My chapter, which sadly is no longer on Evanston’s campus for unrelated reasons, was a model of diversity. Race played no role at any time in who received invitations to join. Our alumnae were nothing but helpful and positive.
My experience at Alpha Gamma Delta was one I treasure. No doubt many other alumnae from around the country had similar experiences.
So it was with great disappointment that I read of the allegations in Tuscaloosa. Yet I also was proud of the students who stood up to bring the situation to light in hopes of bringing change.
And it appears their efforts have paid off because several black students already have been able to join traditionally white sororities, including AGD, on the University of Alabama campus.
My disappointment turned to anger, however, at the response from Alpha Gamma Delta’s International Council.
I have no issue with its public response, because it was quick and appropriate.
In a news release dated Sept. 18, the sorority’s leadership announced that an investigation had led to “swift internal actions.”
“At Alpha Gamma Delta, we have strong, clear policies about recruitment processes and against discrimination,” International President Jackie Brannon Stutts said in the release. “We have taken this seriously, investigated and intervened appropriately.
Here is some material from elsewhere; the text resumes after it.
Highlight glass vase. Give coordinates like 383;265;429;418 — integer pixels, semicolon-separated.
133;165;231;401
We are saddened by the events that occurred and the impact made on collegiate women at the University of Alabama.”
The fact that several black women have been offered invitations to join the chapter back that up.
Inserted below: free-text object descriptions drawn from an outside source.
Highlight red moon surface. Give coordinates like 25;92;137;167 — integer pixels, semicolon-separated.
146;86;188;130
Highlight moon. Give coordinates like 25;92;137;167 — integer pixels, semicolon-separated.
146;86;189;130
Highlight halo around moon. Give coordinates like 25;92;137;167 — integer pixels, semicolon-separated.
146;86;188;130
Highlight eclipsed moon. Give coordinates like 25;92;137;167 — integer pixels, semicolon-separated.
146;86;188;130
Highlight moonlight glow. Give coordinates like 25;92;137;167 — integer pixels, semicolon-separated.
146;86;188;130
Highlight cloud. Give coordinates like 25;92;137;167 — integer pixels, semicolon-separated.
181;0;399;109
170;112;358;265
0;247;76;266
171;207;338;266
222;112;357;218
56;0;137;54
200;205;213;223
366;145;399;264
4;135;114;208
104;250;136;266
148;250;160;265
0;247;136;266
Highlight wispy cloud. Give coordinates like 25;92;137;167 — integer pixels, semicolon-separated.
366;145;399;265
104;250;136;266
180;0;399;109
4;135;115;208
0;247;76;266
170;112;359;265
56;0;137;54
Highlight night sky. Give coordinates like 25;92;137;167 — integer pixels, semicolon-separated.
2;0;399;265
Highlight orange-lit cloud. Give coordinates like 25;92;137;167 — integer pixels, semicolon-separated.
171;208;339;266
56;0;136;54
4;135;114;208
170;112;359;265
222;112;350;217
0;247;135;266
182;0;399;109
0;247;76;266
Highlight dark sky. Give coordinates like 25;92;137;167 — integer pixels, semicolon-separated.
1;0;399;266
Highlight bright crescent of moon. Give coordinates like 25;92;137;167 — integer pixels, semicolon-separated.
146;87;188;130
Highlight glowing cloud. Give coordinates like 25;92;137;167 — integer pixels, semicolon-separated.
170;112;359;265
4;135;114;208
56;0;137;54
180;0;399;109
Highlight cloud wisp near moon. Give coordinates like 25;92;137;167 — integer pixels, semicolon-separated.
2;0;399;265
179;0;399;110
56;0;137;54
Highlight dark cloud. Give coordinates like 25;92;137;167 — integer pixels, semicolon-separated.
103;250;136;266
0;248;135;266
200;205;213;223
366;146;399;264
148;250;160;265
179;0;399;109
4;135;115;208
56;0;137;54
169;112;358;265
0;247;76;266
However, an internal letter sent to members of the entire sorority, both past and present, seeks to stifle any discussion of the incident, particularly with members of the media.
It is one thing to ask that sorority members direct media inquiries to the international headquarters.
It is quite another to tell members that they shouldn’t even discuss the incident among themselves, “in particular on any social media.”
Unfortunately, this sort of heavy-handed “gag order” response is all too common among organizations that fear even the whiff of negative publicity.
Instead of trying to lead a much-needed discourse about race on college campuses, Alpha Gamma Delta would rather muzzle its members – some of whom happen to be members of the media – in an attempt to make this all go away.
It’s a bad strategy and one that wastes a real opportunity to make a difference.
I would expect better from the Alpha Gamma Delta that I knew and loved.